How can you diagnose metal phosphide toxicity? [4-7]
- History and exam are imperative to recognize this toxicity.
- Ask about occupational exposures, rodenticide or fumigant use.
- If an exposure occurs, it is important to determine timing, route, concentration, and amount ingested if possible.
- Garlic or fishy smell can be suggestive, as well as dark colored emesis.
- Silver nitrate paper often reacts with phosphine gas, changing color to dark gray or black.
- May be used on breath or vomitus to detect the presence of phosphine gas.
- Laboratory testing often demonstrates severe acidosis with an elevated lactate.
- Metal phosphides may be radiopaque on X-ray.
- ECG findings may display nonspecific arrhythmias, heart blocks, and STEMI mimics.
- Pulmonary edema is often seen on chest x-rays.
- Bedside echo may demonstrate hypokinesia and a significantly reduced ejection fraction.
What is the management of metal phosphide toxicity? [3-10]
- It is imperative to ensure bedside teams have appropriate PPE and handle waste with care, as phosphine gas can be inhaled and is highly toxic even at low concentrations.
- Recommended PPE includes skin, eye, and respiratory protection.
- If there is concern for off-gassing, then rubber gloves, chemical-resistant suits, and full-face respirators are recommended.
- Ensure adequate room ventilation; consider a negative-pressure room if there is a large ingestion or a high-risk procedure.
- Place bodily fluids in sealed containers when able.
- Be aware that phosphine gas can continue to be generated for hours after ingestion.

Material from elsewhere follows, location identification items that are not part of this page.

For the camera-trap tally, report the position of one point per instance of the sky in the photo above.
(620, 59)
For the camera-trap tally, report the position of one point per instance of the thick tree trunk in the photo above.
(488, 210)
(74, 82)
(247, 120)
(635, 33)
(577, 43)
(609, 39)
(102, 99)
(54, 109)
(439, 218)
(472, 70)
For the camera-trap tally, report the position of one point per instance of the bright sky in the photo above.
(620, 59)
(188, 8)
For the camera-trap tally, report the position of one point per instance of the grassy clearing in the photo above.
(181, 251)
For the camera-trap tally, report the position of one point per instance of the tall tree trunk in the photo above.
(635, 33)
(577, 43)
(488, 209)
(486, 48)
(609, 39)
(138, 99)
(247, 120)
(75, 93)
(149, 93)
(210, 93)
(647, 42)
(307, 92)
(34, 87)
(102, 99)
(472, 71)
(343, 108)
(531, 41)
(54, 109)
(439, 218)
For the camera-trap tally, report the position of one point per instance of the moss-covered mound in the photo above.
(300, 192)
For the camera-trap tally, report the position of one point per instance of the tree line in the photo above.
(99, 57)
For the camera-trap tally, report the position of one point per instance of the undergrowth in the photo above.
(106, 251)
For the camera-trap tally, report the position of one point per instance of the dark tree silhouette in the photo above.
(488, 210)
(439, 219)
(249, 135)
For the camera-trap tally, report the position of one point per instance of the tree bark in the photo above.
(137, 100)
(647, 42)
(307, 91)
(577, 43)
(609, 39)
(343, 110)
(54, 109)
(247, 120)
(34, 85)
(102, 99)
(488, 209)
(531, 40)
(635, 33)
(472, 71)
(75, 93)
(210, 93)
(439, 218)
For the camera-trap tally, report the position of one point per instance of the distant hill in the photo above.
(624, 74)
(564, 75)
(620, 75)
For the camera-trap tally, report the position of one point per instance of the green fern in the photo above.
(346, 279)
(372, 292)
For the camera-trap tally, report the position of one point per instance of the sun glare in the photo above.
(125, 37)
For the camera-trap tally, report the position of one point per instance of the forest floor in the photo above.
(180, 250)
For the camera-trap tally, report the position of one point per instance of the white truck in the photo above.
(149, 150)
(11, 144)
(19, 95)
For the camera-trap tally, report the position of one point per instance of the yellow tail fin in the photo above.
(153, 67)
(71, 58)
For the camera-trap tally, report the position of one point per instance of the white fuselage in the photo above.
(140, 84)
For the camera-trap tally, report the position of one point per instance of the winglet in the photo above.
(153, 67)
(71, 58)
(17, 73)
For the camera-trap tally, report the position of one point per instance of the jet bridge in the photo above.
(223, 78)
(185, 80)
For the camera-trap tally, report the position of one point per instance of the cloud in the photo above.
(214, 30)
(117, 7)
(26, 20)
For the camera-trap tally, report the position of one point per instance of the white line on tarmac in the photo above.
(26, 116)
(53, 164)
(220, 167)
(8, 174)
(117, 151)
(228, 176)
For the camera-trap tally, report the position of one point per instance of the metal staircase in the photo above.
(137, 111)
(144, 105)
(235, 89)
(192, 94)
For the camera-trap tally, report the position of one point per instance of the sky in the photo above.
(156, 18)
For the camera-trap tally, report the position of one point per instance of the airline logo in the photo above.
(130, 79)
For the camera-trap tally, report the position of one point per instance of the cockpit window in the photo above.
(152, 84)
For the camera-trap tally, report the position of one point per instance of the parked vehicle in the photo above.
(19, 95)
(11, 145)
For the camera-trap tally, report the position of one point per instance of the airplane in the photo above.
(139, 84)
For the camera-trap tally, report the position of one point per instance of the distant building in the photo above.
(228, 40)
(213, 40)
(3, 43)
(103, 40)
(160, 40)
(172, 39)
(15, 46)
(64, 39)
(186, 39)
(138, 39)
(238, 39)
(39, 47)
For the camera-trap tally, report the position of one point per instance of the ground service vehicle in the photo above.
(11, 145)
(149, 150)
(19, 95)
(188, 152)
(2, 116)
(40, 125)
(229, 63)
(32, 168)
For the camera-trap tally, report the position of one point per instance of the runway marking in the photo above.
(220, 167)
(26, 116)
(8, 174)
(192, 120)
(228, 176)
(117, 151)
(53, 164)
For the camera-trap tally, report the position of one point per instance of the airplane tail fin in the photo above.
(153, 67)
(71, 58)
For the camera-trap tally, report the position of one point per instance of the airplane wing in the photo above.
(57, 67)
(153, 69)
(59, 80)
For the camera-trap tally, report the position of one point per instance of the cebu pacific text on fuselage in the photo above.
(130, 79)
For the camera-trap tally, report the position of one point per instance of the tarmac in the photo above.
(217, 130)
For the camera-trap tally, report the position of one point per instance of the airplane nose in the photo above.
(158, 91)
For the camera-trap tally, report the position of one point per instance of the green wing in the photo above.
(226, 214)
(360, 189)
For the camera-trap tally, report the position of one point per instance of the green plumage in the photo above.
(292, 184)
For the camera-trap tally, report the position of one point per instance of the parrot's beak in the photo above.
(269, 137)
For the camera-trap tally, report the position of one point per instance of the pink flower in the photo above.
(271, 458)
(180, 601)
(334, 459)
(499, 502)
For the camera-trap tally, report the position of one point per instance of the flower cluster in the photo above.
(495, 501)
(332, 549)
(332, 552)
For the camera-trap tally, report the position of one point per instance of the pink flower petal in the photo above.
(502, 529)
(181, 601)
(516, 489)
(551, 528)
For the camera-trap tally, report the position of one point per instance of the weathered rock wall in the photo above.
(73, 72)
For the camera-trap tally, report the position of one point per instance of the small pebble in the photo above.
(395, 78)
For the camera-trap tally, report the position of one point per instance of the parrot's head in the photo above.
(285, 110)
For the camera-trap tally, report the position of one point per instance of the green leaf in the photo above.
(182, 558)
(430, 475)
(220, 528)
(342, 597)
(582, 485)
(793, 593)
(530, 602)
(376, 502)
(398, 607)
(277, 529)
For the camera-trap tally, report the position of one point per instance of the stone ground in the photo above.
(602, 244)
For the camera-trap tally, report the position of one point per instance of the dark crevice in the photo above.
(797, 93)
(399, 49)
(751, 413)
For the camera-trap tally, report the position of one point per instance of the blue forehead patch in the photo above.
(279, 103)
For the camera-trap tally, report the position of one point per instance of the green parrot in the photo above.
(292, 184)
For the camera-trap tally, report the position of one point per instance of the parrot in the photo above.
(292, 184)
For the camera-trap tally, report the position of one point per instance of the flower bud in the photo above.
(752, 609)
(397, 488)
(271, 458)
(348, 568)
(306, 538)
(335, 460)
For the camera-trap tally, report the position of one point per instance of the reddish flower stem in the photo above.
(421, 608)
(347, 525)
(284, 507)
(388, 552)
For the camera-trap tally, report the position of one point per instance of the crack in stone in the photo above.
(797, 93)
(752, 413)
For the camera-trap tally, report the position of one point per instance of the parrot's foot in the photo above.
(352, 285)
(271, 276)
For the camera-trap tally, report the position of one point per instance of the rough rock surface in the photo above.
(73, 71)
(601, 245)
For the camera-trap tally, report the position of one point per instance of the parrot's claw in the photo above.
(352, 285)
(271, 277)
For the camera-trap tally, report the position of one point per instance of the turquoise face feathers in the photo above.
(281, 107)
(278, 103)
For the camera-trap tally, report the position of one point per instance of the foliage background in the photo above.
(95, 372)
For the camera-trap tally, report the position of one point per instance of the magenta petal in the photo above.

- There is no antidote, and supportive care is the cornerstone of management.
- GI decontamination can be considered early in presentation.
- Emerging studies show that GI decontamination with oils such as paraffin oil can reduce mortality and the need for intubation by encapsulating metal phosphide pellets and decreasing phosphine gas production. [9, 10]
- Secure the patient’s airway if there is significant vomiting, agitation, or respiratory concerns.
- IV fluid resuscitation
- Cardiac monitoring for arrhythmias
- Correction of electrolyte abnormalities
- Early vasopressors and hemodynamic monitoring are crucial.
- In severe refractory shock, ECMO and CRRT may be utilized if available.
- Some exploratory treatments such as Vitamin E, NAC, high-dose insulin, Coenzyme Q, and pralidoxime have been tried; however, results are variable, and more studies are needed.
Bedside Pearls
- Metal phosphides are rodenticides or agricultural fumigants that release phosphine gas upon interaction with water or acid.
- Globally, they are one of the leading causes of suicide-related poisoning.
- Clinical presentations include early GI symptoms with garlicy smelling and black colored emesis followed by profound shock, cardiac arrhythmias, and severe metabolic acidosis.
- No antidote is available; the quality of resuscitation affects overall survival.
- Emerging studies suggest that GI decontamination with oil can improve outcomes.
- Off-gassing of phosphine gas in the patient’s vomit, secretions and other bodily fluids may occur, and treatment teams must ensure they have appropriate PPE.